Ricorda un po’ lo Scrooge del racconto di Dickens e sarebbe fin troppo facile dargli dell’avaro. In realtà, più che questo peccato, è la stupidità il bersaglio di Gesù: da lui viene un monito più illuministico che moralistico, poiché la stoltezza dipende dallo scarso utilizzo dell’intelletto di cui siamo dotati.
Stolto – nel caso in questione – è dipendere dai propri tesori, che, per quanto non siano fatti d’oro e di pietre preziose, sono pur sempre cose a cui si dà grande valore. Stolto è mitizzare la roba (casa, soldi, auto, moto, libri, quadri…) e stolto è passare la vita a desiderarla, a cercarla, ad accumularla.

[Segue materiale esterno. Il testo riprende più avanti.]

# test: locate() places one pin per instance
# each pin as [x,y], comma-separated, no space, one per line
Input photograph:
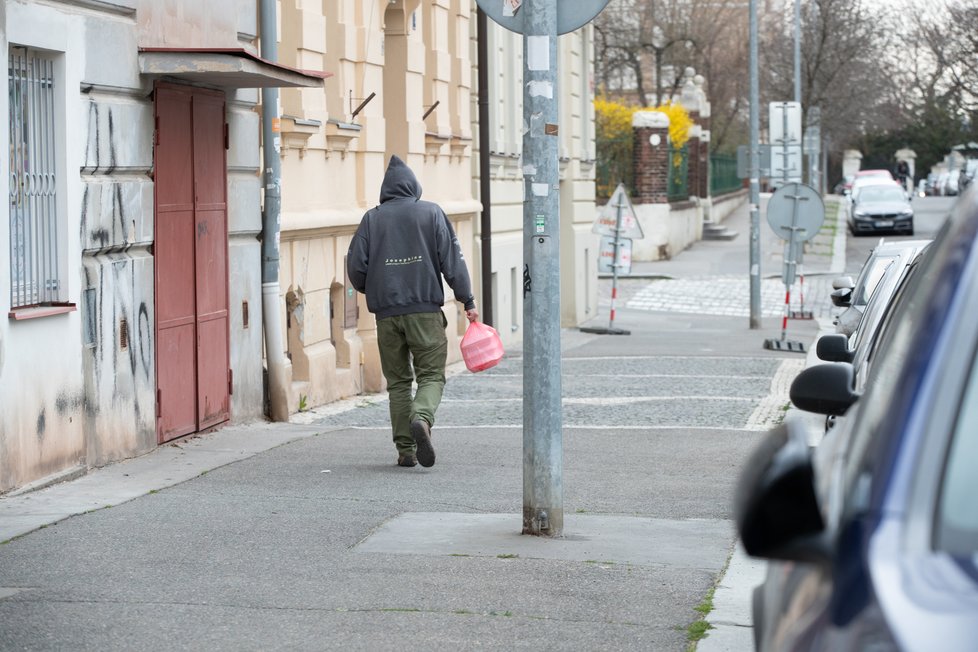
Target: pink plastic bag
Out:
[481,347]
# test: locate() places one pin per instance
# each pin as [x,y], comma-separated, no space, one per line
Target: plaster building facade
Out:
[405,83]
[133,287]
[134,207]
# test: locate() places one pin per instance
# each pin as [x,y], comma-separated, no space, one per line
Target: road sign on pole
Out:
[540,21]
[617,217]
[617,220]
[795,213]
[784,126]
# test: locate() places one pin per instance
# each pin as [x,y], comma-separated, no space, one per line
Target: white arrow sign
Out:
[618,216]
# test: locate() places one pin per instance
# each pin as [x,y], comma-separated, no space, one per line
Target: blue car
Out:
[872,536]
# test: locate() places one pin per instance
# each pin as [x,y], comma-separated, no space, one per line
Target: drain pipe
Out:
[271,145]
[485,227]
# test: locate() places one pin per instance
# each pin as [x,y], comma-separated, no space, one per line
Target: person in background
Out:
[902,172]
[398,256]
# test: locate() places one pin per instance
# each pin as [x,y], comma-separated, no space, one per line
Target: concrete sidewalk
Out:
[307,536]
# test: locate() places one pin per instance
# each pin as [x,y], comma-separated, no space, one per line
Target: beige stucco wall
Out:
[410,55]
[416,57]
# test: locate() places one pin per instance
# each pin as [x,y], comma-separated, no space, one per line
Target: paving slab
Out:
[587,538]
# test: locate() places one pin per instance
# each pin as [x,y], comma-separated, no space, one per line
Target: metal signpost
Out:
[795,213]
[784,124]
[540,22]
[617,226]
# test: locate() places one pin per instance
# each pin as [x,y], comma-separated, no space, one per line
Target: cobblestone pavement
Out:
[719,295]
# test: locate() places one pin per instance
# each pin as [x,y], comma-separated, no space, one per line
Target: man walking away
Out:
[398,256]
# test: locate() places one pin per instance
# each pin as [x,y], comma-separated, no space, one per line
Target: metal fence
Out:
[723,174]
[678,183]
[615,165]
[33,202]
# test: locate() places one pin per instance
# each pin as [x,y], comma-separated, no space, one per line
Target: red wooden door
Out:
[192,365]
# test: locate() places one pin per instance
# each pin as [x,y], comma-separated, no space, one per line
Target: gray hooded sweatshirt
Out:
[403,247]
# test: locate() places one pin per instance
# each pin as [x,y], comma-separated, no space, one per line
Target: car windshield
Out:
[881,193]
[957,519]
[866,284]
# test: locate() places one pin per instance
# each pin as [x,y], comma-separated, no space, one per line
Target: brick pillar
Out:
[650,157]
[704,177]
[704,187]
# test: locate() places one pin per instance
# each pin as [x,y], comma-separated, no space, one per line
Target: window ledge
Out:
[36,312]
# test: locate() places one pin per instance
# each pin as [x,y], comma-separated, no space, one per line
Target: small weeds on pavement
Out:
[697,629]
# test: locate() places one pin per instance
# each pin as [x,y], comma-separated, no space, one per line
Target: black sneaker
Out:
[421,432]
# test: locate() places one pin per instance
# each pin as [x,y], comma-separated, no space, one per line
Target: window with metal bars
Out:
[34,257]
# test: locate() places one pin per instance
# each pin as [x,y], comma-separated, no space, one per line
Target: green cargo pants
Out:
[420,336]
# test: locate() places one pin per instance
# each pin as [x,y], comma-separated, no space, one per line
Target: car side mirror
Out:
[843,282]
[824,389]
[776,507]
[842,297]
[834,347]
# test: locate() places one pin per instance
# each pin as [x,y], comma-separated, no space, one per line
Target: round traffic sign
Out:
[570,15]
[796,212]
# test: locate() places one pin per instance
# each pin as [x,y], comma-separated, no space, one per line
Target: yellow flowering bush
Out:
[679,123]
[613,127]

Un messaggio simile, se vogliamo, ci viene rammentato – anche in forma spiritosa – dai proverbi (ad es. «La cassa da morto non ha tasche»), dai comici (come l’americano Steven Wright: «Non puoi avere tutto. Dove lo metteresti?») e persino dalle scritte murali («Le cose belle della mia vita non sono cose»). Ma, rispetto a tali forme di saggezza, Gesù aggiunge un’osservazione: che chi accumula tesori per sé rischia di non arricchirsi «presso Dio». È lì, «presso Dio», la meta della caccia al tesoro più bella, quella a cui dobbiamo ancora iscriverci.

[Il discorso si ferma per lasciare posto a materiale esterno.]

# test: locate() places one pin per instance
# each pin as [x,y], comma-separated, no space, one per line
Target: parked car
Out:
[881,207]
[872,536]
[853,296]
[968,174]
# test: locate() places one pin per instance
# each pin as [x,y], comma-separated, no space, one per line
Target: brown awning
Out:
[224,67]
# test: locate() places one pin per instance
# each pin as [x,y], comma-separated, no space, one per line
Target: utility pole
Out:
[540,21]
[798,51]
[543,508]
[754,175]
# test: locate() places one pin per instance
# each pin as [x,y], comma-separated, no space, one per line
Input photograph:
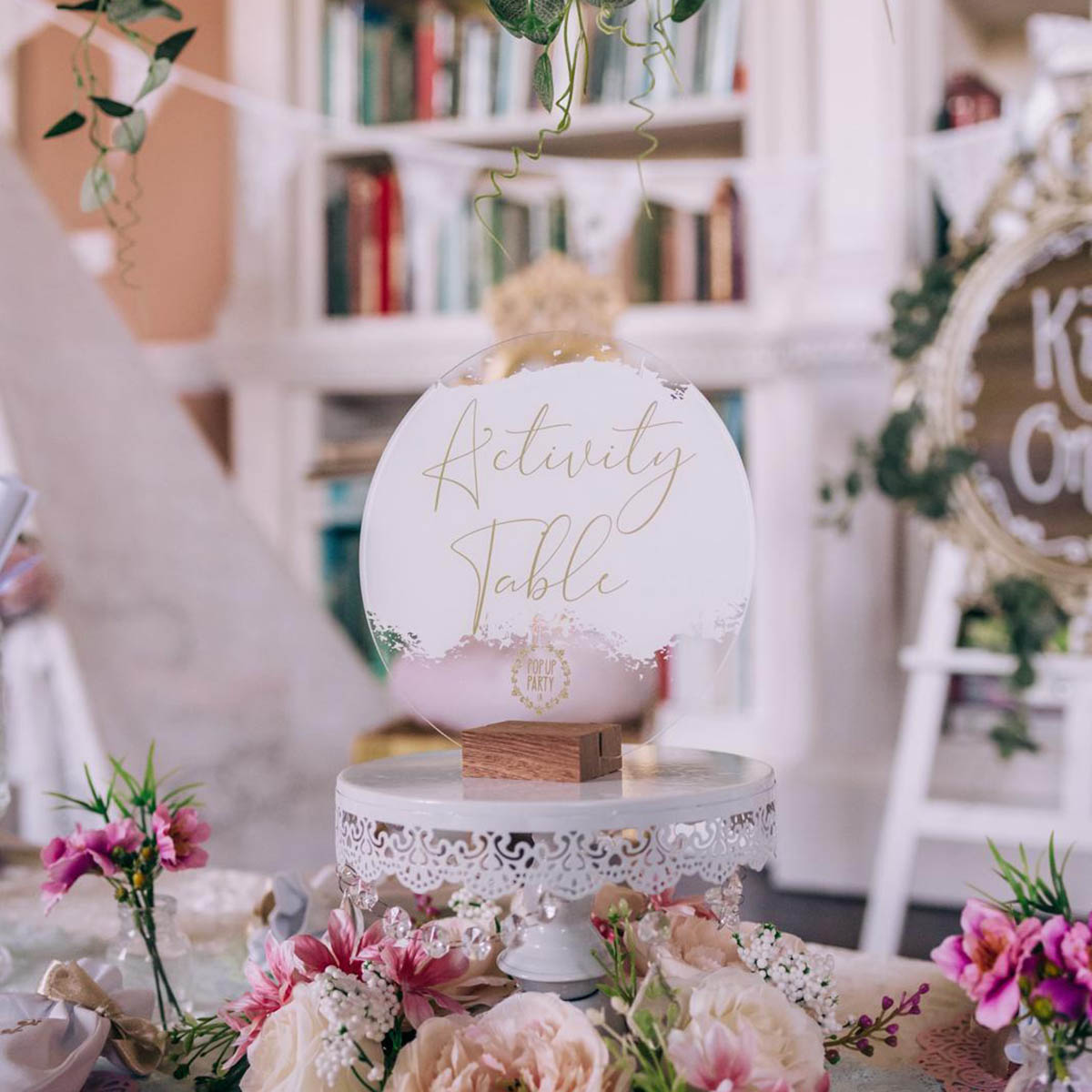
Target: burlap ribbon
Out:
[137,1043]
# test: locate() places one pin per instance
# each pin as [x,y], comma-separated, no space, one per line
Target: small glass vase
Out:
[154,955]
[1036,1075]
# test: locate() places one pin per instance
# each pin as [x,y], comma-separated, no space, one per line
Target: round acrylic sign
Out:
[545,527]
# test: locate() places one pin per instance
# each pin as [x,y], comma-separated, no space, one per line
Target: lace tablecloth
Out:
[937,1051]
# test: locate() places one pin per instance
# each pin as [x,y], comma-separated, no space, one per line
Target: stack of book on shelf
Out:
[366,256]
[388,61]
[365,243]
[677,257]
[672,256]
[703,63]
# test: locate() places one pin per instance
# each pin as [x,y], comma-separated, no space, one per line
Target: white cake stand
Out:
[669,814]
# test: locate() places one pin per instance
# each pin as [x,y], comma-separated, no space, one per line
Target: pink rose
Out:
[339,949]
[177,835]
[86,852]
[270,991]
[711,1057]
[986,962]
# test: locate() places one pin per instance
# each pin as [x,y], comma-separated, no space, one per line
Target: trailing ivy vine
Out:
[545,22]
[1016,615]
[96,113]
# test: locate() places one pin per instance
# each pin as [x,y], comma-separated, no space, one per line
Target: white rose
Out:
[282,1058]
[790,1042]
[533,1040]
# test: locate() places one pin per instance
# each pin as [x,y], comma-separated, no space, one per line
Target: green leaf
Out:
[682,10]
[112,106]
[66,125]
[169,48]
[541,81]
[157,74]
[134,11]
[96,189]
[129,132]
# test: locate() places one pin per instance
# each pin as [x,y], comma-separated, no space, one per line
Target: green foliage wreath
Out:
[1018,615]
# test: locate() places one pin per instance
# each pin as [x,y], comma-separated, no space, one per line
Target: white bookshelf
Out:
[824,82]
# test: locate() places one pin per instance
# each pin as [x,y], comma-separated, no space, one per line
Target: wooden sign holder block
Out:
[536,751]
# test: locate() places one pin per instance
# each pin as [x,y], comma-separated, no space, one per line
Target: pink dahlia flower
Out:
[86,852]
[986,962]
[270,991]
[711,1057]
[177,838]
[1068,982]
[415,972]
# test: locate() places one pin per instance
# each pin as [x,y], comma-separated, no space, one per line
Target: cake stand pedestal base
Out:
[557,956]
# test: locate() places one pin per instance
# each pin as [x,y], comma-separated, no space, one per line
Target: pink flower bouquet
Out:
[1027,959]
[147,829]
[403,1006]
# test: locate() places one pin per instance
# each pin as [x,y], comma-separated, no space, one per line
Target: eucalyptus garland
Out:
[1016,615]
[94,113]
[545,22]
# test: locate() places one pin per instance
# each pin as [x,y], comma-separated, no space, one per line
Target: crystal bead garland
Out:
[511,929]
[398,925]
[476,944]
[724,902]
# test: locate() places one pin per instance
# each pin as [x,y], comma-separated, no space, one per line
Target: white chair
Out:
[911,814]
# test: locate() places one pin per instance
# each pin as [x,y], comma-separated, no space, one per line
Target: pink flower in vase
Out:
[86,852]
[986,961]
[415,972]
[177,835]
[270,991]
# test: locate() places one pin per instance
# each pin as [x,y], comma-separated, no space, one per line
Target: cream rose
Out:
[282,1058]
[790,1042]
[693,947]
[483,984]
[534,1038]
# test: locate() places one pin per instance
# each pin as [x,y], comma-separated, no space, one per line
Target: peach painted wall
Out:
[186,168]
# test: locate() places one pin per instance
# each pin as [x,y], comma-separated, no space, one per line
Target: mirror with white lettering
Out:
[547,525]
[1024,398]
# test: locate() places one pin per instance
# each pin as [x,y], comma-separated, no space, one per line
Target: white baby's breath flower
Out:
[359,1011]
[803,976]
[470,907]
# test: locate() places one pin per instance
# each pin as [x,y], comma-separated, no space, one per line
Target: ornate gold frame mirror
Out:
[1009,376]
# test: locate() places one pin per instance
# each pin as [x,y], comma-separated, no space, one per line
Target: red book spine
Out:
[383,240]
[425,64]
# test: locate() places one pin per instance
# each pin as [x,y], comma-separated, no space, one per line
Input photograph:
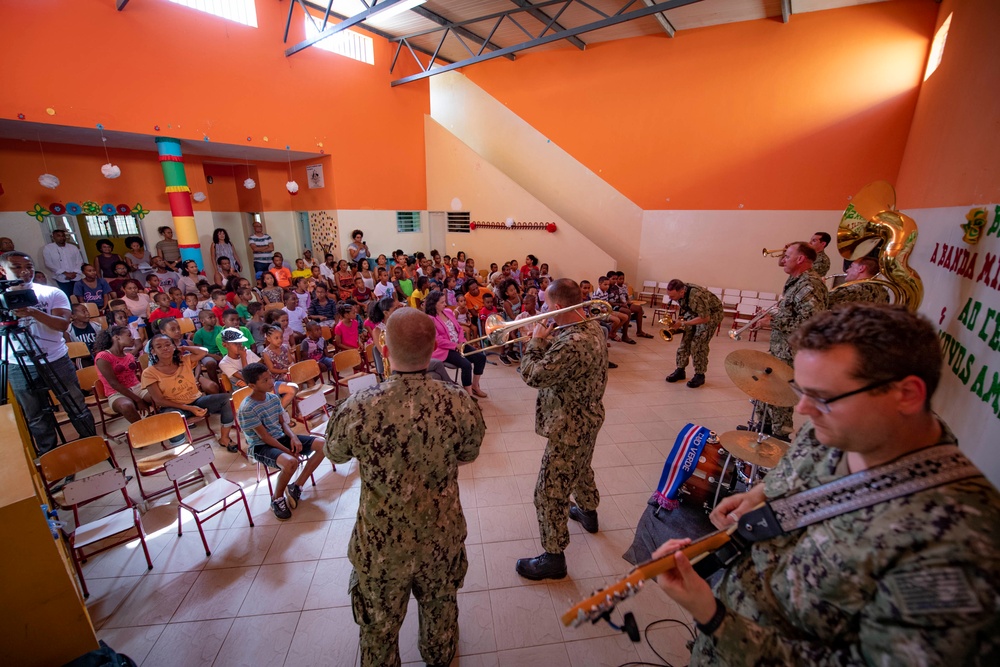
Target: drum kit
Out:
[737,460]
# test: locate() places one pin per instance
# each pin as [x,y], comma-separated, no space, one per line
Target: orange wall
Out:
[760,114]
[195,75]
[951,155]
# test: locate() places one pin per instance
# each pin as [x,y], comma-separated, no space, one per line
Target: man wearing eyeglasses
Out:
[804,295]
[912,580]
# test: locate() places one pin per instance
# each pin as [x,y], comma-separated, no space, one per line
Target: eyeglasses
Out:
[823,404]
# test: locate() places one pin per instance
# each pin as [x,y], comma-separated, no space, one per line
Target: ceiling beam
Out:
[662,19]
[621,16]
[464,32]
[545,19]
[377,7]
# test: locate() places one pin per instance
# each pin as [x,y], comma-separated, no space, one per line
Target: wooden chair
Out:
[77,350]
[311,397]
[187,325]
[343,362]
[204,499]
[74,457]
[152,430]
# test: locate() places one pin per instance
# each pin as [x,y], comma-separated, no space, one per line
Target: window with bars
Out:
[458,221]
[407,222]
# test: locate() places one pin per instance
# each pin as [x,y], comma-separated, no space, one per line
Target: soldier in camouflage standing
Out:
[910,580]
[865,268]
[569,367]
[700,315]
[409,435]
[805,294]
[818,242]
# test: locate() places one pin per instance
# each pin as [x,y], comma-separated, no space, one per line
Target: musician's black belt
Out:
[917,471]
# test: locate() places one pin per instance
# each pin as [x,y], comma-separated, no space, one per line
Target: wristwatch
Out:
[716,620]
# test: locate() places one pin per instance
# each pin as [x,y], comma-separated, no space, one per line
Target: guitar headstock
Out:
[603,600]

Dunque, anziché star dietro alle cose, per servirle, è meglio porsi davanti ad esse, da padroni, felici di metterle a disposizione. Tornano in mente le parole scritte da don Maurizio Patriciello, poco più di un mese fa, in morte di un boss mafioso: «Che peccato lo sciupìo di un’intelligenza che non ha saputo farsi cultura, impegno, passione per migliorare se stesso, la Sicilia e l’Italia… Si è spento lentamente. Solo. Senza le coccole che i vecchi ricevono dai loro nipotini. Senza la compagnia dei vecchi amici che richiamano alla memoria i tempi passati. Senza il conforto della coscienza che ti dice: “Hai agito per il bene. Devi esserne orgoglioso. Al di là di quello che la gente pensa o capisce. Hai creduto in Dio, adesso lo vai a godere per l’eternità”» (Avvenire, 14.7.2016).